Açık mektubun metni şöyledir:
“27 Mayıs 2019
ERMENİSTAN CUMHURBAŞKANI’NA AÇIK MEKTUP
Sayın Cumhurbaşkanı,
Basın aracılığıyla öğrenmiş olduğum bir haber nedeniyle duyduğum şaşkınlık, üzüntü ve tepkimi dikkatinize sunmamın gerekli olduğunu düşünerek bu mektubu kaleme alıyorum.
27 Ocak 1973 tarihinde ABD’nin Santa Barbara kasabasında Gourgen Yanikian adlı bir ABD vatandaşı Türkiye Cumhuriyeti’nin Los Angeles Başkonsolosu Sayın Mehmet Baydar ile eşim olan Konsolos Bahadır Demir’i önceden hazırladığı bir plan çerçevesinde hunharca öldürmüştür. Olayla ilgili olarak Santa Barbara Mahkemesinde görülen davada Yanikian adlı cani suçunu kabul etmiş ve ömür boyu hapse mahkûm olmuştur. Bu olay ve mahkeme süreci hakkında bilgi sahibi olduğunuzu sanırım.
Beni şaşkınlığa düşüren, üzen ve bu açık mektubu kaleme almama yol açan olay bu şahsın mezarının ülkeniz Başkent’ine taşınarak askeri mezarlığa törenle defnedilmesidir. Benim bildiğim askeri mezarlıklar ülkesini savunmak amacıyla hayatlarını kaybeden kahramanlara ayrılmış alanlardır.. Savunmasız, barışçı, masum iki diplomatı yalan söyleyerek bir cinayet mahalline çeken ve onları önceden hazırladığı tabancalarla vuran ve bununla da yetinmeyip yerde can çekişen iki insanı başlarının ortasına dayadığı tabancasıyla birer kez daha vuran kişi nasıl kahraman sayılabilir? Ayrıca mahkemede amacının başkalarına örnek olmak olduğunu beyan eden bu şahsı davanın savcısı siyasi terörist olarak vasıflandırmıştır.

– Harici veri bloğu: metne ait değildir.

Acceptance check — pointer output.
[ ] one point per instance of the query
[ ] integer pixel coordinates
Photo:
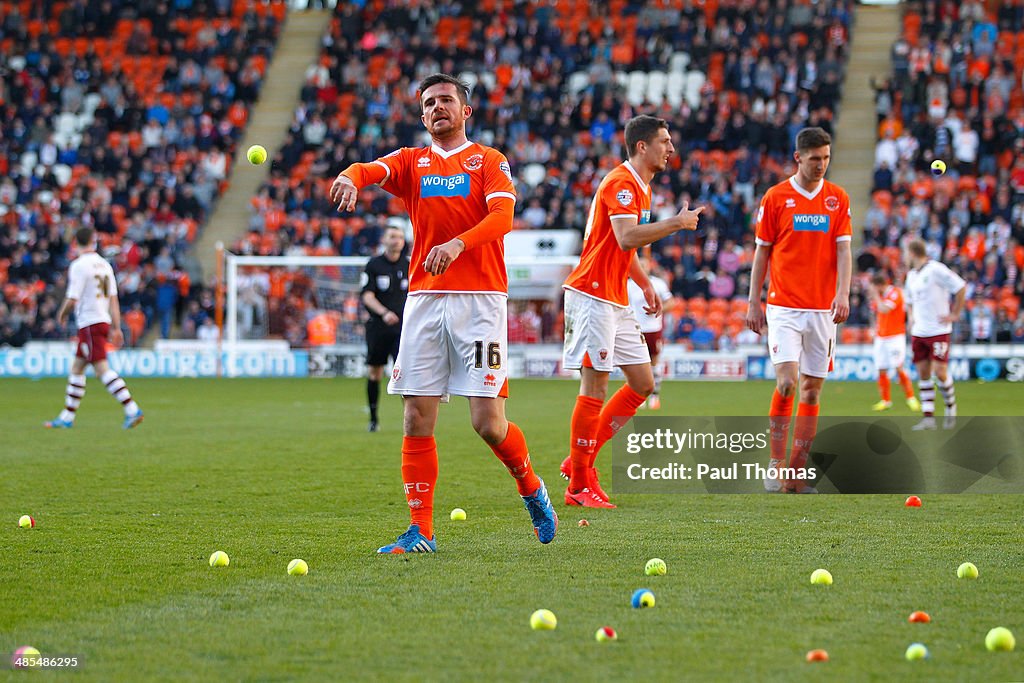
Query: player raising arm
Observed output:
(92, 294)
(460, 200)
(803, 236)
(600, 329)
(929, 286)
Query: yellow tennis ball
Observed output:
(915, 651)
(256, 155)
(821, 578)
(543, 620)
(655, 567)
(967, 570)
(1000, 639)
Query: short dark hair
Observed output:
(642, 128)
(916, 247)
(84, 237)
(812, 138)
(461, 86)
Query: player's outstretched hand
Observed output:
(841, 309)
(756, 317)
(689, 217)
(440, 257)
(344, 193)
(652, 301)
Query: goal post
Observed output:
(333, 284)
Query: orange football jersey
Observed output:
(892, 321)
(803, 228)
(604, 266)
(445, 194)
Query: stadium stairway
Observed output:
(876, 29)
(298, 47)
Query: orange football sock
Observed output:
(620, 409)
(419, 473)
(583, 437)
(779, 416)
(803, 435)
(904, 381)
(884, 387)
(515, 456)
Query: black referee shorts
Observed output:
(382, 341)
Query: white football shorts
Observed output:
(807, 337)
(608, 334)
(453, 343)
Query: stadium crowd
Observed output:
(123, 116)
(955, 94)
(553, 83)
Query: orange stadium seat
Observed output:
(697, 307)
(849, 335)
(719, 305)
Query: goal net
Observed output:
(313, 302)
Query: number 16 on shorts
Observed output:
(494, 355)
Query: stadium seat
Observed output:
(534, 174)
(637, 89)
(655, 87)
(678, 62)
(694, 82)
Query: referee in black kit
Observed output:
(385, 285)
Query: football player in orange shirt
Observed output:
(803, 233)
(890, 341)
(600, 329)
(460, 199)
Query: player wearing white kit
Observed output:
(929, 286)
(651, 326)
(890, 341)
(92, 293)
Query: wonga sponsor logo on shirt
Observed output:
(811, 222)
(444, 185)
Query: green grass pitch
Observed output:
(268, 470)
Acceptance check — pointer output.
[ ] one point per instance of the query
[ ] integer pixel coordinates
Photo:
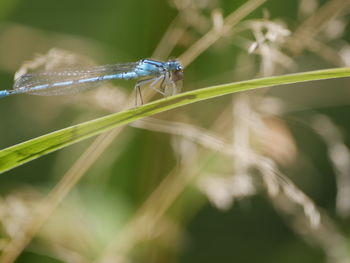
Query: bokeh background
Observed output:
(261, 176)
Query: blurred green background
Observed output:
(253, 229)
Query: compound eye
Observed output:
(178, 75)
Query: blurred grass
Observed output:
(35, 148)
(115, 31)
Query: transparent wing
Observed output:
(67, 81)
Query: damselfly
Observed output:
(161, 76)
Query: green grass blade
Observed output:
(24, 152)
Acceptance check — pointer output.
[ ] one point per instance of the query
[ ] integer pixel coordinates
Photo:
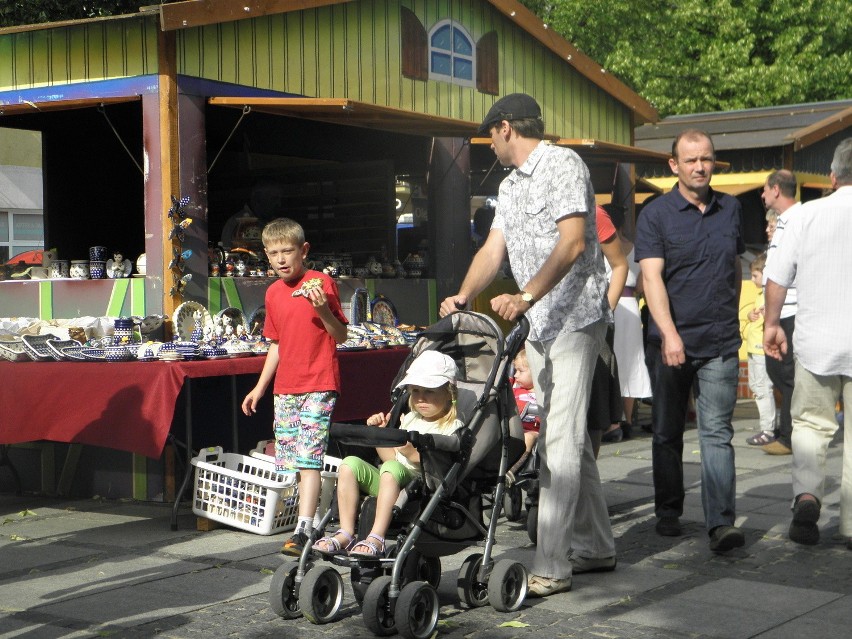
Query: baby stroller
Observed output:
(441, 513)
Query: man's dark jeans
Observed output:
(714, 383)
(783, 374)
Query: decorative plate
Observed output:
(184, 320)
(58, 348)
(94, 354)
(14, 351)
(237, 317)
(257, 322)
(36, 346)
(359, 306)
(120, 269)
(383, 312)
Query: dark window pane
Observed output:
(461, 44)
(441, 38)
(440, 63)
(462, 69)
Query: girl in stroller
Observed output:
(431, 381)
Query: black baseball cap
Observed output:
(515, 106)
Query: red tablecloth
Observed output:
(130, 405)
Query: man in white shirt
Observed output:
(815, 253)
(779, 194)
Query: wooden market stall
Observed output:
(329, 105)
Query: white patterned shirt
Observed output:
(789, 308)
(815, 255)
(553, 183)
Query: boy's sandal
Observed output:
(372, 550)
(331, 544)
(761, 439)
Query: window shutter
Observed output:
(414, 47)
(487, 68)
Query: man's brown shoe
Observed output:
(776, 448)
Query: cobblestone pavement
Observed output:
(92, 568)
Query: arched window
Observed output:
(451, 54)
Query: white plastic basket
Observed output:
(328, 475)
(244, 492)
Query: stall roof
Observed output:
(739, 183)
(194, 13)
(598, 151)
(60, 105)
(799, 125)
(355, 113)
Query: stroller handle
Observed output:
(371, 436)
(517, 336)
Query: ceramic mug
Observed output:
(97, 270)
(59, 269)
(79, 269)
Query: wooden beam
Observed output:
(822, 129)
(532, 24)
(169, 158)
(197, 13)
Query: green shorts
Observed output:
(368, 475)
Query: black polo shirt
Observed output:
(700, 271)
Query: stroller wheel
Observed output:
(507, 586)
(283, 597)
(420, 568)
(361, 578)
(376, 608)
(416, 612)
(513, 502)
(472, 592)
(532, 523)
(322, 594)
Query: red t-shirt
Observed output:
(307, 353)
(606, 229)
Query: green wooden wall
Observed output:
(352, 50)
(87, 52)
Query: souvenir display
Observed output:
(185, 317)
(14, 351)
(36, 346)
(236, 316)
(257, 322)
(79, 269)
(62, 349)
(118, 266)
(382, 311)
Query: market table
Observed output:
(131, 405)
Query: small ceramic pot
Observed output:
(59, 269)
(97, 270)
(123, 331)
(79, 269)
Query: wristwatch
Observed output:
(528, 298)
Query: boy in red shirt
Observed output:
(305, 323)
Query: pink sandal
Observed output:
(332, 544)
(374, 550)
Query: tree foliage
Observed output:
(17, 12)
(714, 55)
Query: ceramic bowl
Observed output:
(79, 269)
(97, 270)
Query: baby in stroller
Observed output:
(431, 384)
(439, 512)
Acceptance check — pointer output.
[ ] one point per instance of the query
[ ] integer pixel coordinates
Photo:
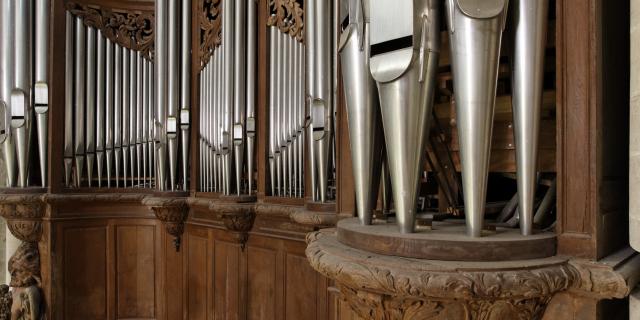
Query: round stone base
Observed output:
(446, 241)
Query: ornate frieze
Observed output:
(130, 29)
(210, 28)
(288, 16)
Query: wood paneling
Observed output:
(85, 273)
(135, 269)
(198, 272)
(261, 297)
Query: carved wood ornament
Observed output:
(288, 16)
(132, 30)
(210, 29)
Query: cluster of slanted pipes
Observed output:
(390, 51)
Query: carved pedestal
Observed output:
(173, 212)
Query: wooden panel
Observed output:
(197, 271)
(261, 298)
(85, 273)
(226, 280)
(300, 288)
(135, 255)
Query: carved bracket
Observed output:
(385, 287)
(288, 16)
(24, 215)
(210, 28)
(133, 30)
(173, 212)
(237, 218)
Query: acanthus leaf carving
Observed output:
(133, 30)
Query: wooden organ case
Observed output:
(213, 195)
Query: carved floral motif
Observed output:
(133, 30)
(210, 28)
(288, 16)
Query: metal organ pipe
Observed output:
(530, 22)
(475, 31)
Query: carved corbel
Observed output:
(237, 218)
(173, 212)
(24, 215)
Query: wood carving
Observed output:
(210, 29)
(173, 212)
(24, 215)
(6, 300)
(133, 30)
(384, 287)
(288, 16)
(237, 218)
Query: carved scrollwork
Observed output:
(288, 16)
(237, 218)
(173, 212)
(381, 287)
(133, 30)
(210, 28)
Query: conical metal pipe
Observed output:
(363, 109)
(405, 39)
(475, 34)
(7, 69)
(529, 25)
(41, 88)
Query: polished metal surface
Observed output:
(90, 120)
(79, 103)
(21, 115)
(41, 88)
(363, 111)
(405, 74)
(529, 25)
(100, 105)
(7, 69)
(475, 39)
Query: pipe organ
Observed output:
(24, 91)
(227, 130)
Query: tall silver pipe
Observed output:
(90, 120)
(322, 113)
(139, 117)
(228, 45)
(239, 96)
(41, 88)
(133, 113)
(363, 110)
(530, 27)
(311, 92)
(475, 32)
(405, 74)
(21, 109)
(145, 122)
(160, 91)
(252, 56)
(117, 117)
(100, 105)
(185, 88)
(80, 82)
(273, 40)
(173, 90)
(109, 114)
(126, 115)
(7, 69)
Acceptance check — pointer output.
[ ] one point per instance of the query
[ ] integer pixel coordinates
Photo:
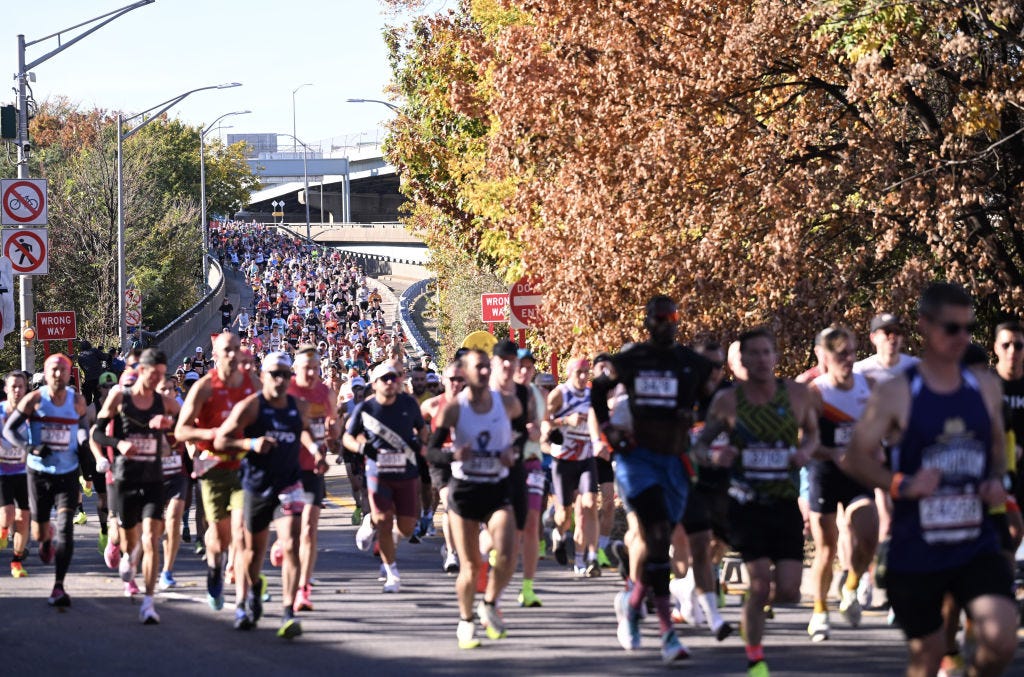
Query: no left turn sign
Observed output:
(28, 250)
(24, 202)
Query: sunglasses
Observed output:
(954, 328)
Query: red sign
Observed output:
(495, 307)
(524, 302)
(56, 326)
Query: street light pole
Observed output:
(26, 299)
(205, 224)
(157, 111)
(305, 84)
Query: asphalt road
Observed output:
(357, 630)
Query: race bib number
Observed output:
(772, 460)
(536, 481)
(55, 435)
(843, 434)
(656, 386)
(958, 515)
(145, 448)
(391, 461)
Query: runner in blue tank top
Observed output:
(944, 426)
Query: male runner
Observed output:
(307, 386)
(947, 461)
(206, 407)
(387, 430)
(663, 380)
(13, 481)
(840, 396)
(273, 427)
(481, 453)
(773, 431)
(140, 418)
(53, 413)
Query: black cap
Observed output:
(506, 348)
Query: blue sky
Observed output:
(160, 50)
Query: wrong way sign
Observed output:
(24, 202)
(28, 250)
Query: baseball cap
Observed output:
(505, 348)
(885, 321)
(382, 370)
(274, 360)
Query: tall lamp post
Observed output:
(305, 177)
(26, 300)
(156, 112)
(202, 189)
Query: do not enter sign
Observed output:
(524, 302)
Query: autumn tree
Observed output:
(783, 163)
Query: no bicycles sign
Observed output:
(24, 202)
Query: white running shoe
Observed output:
(366, 535)
(818, 628)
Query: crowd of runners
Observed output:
(901, 471)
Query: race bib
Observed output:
(391, 461)
(767, 460)
(844, 433)
(145, 448)
(950, 518)
(54, 434)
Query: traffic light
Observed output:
(8, 122)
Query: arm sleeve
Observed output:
(10, 428)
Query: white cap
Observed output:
(275, 360)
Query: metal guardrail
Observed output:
(421, 344)
(183, 329)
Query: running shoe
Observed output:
(849, 606)
(290, 629)
(629, 623)
(58, 598)
(492, 621)
(147, 614)
(466, 634)
(302, 600)
(758, 669)
(367, 535)
(528, 598)
(242, 620)
(166, 581)
(46, 549)
(558, 544)
(126, 569)
(672, 648)
(818, 628)
(276, 554)
(112, 555)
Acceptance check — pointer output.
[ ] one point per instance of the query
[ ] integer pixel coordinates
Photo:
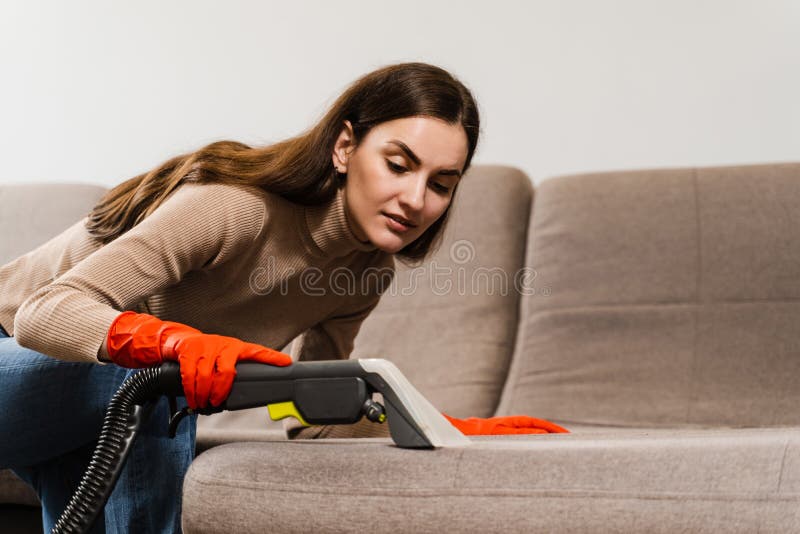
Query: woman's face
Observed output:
(405, 168)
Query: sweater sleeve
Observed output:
(197, 226)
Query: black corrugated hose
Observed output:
(128, 410)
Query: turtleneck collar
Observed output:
(328, 226)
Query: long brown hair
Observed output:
(300, 168)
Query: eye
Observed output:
(395, 168)
(441, 188)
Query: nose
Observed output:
(412, 195)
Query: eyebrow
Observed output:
(416, 160)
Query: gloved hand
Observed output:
(207, 361)
(512, 424)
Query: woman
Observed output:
(212, 258)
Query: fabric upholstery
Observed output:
(655, 481)
(450, 324)
(667, 297)
(34, 213)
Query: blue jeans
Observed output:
(52, 413)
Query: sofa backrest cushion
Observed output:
(33, 213)
(450, 324)
(664, 297)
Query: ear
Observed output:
(343, 147)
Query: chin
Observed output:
(391, 244)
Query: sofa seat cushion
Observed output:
(14, 490)
(663, 480)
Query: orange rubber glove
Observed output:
(512, 424)
(207, 361)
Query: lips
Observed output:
(400, 219)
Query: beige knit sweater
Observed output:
(226, 259)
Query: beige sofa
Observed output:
(655, 313)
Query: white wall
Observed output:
(99, 91)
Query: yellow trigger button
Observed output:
(282, 410)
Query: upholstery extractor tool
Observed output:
(316, 393)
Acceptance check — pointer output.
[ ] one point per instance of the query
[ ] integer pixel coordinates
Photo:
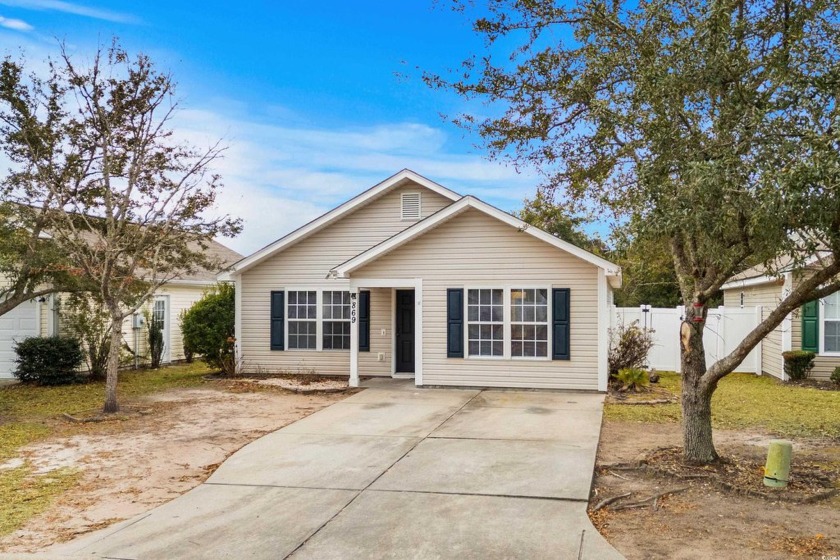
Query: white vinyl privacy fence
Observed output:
(725, 329)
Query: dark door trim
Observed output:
(404, 335)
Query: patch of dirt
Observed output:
(301, 383)
(708, 519)
(652, 394)
(135, 462)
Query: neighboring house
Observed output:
(411, 279)
(43, 317)
(814, 327)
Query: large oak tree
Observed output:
(711, 126)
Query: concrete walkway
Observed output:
(391, 472)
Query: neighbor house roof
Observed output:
(613, 271)
(217, 252)
(401, 178)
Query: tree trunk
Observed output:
(698, 446)
(111, 377)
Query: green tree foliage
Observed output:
(711, 126)
(136, 205)
(543, 212)
(208, 327)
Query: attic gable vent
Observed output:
(410, 206)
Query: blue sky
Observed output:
(316, 101)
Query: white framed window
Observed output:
(336, 320)
(302, 313)
(830, 319)
(485, 322)
(529, 322)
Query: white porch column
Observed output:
(354, 336)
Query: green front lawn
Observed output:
(745, 401)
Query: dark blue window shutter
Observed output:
(560, 324)
(455, 323)
(364, 321)
(278, 325)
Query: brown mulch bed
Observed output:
(653, 394)
(809, 481)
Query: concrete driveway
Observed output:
(392, 472)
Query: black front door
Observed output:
(405, 331)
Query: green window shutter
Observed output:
(364, 321)
(560, 324)
(811, 326)
(455, 323)
(278, 310)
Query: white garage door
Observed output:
(15, 325)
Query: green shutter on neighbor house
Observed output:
(364, 321)
(811, 326)
(560, 324)
(278, 324)
(455, 323)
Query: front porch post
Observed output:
(354, 336)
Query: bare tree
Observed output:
(137, 205)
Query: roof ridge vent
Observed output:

Böyle hasta ruhlu cani bir kişiye kahraman muamelesi yapmanın arka plandaki nedenleri arasında iç veya dış politika öncelikleri olduğu gayet açıktır. Bu eylemin çağın belası olan terörizmi teşvik edici olduğu düşünülmüyor mu?
Sayın Cumhurbaşkanı,
Ben emekli bir Büyükelçiyim. İç politika benim bildiğim bir alan değildir. Ama dış politika konusunda başarılı bir temsilcinin ülkeler arasında mevcut sorunlara barışçı çözüm bulunması veya ileride muhtemel olabilecek anlaşmazlıklara önalınması amacıyla gerek resmi makamlar nezdinde gerek topluma yönelik çaba göstermesinin gereğini ve önemini çok iyi bilirim.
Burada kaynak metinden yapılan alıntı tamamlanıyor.